Davalı … vekili; davacı şirketinin % 50 oranında hissedarı iken ortaklıktan ayrıldığını, ortak oldukları süre içerisinde davacı ile aralarında hesap görme işini halledemediklerini, şirket adına müvekkilinin yaptığı bazı masrafları davacının ödemek istemediğini, aralarında bu konuları konuştuklarında kendisine ortak hesaplarından para çekebileceğini söylediğini savunarak davanın reddini istemiştir.
Mahkemece, bozma ilamına uyularak yapılan yargılama, bilirkişi raporu ve tüm dosya kapsamına göre davanın kabulüne, 8.430,00 TL’nin 825,00 TL’lik kısmının 07.03.2012, 5.980,00 TL’lik kısmının 23.05.2012 ve 1.625,00 TL’lik kısmının ise 18.07.2012 tarihinden itibaren işleyecek olan ticari faizi ile birlikte davalılardan tahsiline karar verilmiştir.
Kararı davalı banka vekili temyiz etmiştir.

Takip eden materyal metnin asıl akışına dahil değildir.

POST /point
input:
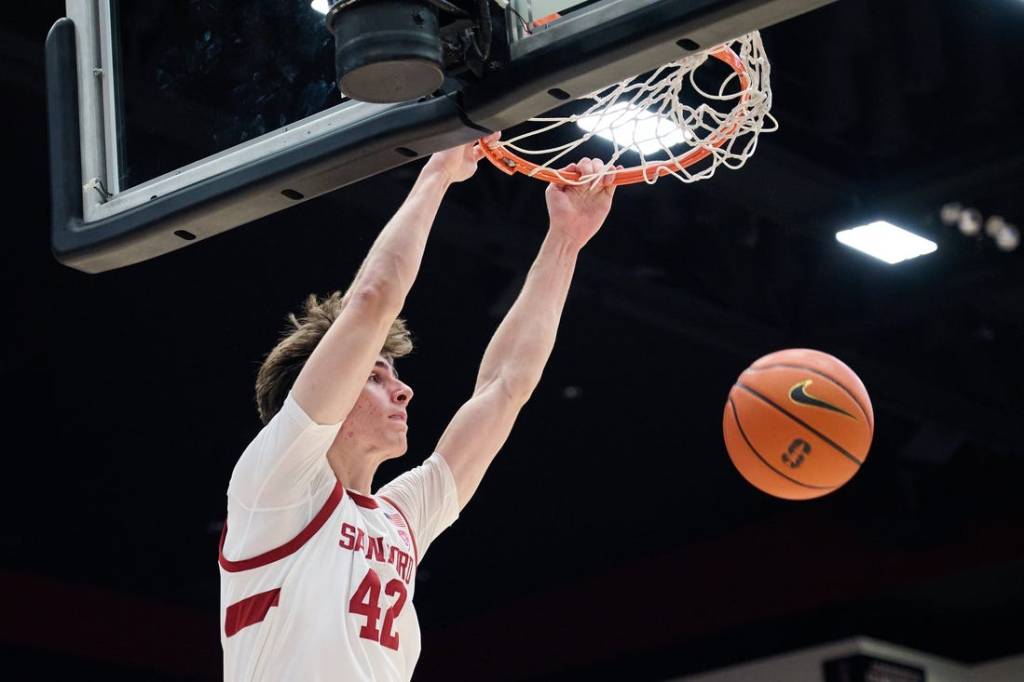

1- Dava, mevduat hesabında bulunan davacı şirkete ait paranın, davalı banka tarafından tek başına para çekmeye yetkisi bulunmayan davacı şirket temsilcisine ödendiği iddiasına dayalı alacak istemine ilişkindir. Mahkemece bozmaya uyularak, yukarıda özetlenen gerekçelerle davalı banka hakkındaki davanın kabulüne karar verilmiştir. Ancak, hükümden sonra, … 1. Asliye Ticaret Mahkemesi’nin 16.11.2017 tarih ve 2017/41 Esas sayılı kararı ile davalı bankanın iflasına karar verilmiştir. Bu itibarla, davalı banka hakkındaki davanın, iflas memurlarına tebligat yapılması suretiyle kayıt kabul davası olarak görülmesi gerekirken, esasa ilişkin karar verilmesi doğru görülmemiş, re’sen bozmayı gerektirmiştir.
2- Bozma sebep ve şekline göre davalı banka vekilinin sair temyiz itirazlarının incelenmesine şimdilik gerek görülmemiştir.
SONUÇ: Yukarıda (1) numaralı bentte açıklanan nedenlerle kararın re’sen BOZULMASINA, (2) numaralı bentte açıklanan nedenlerle davalı banka vekilinin temyiz itirazlarının incelenmesine şimdilik yer olmadığına, 03/12/2018 tarihinde oybirliğiyle karar verildi.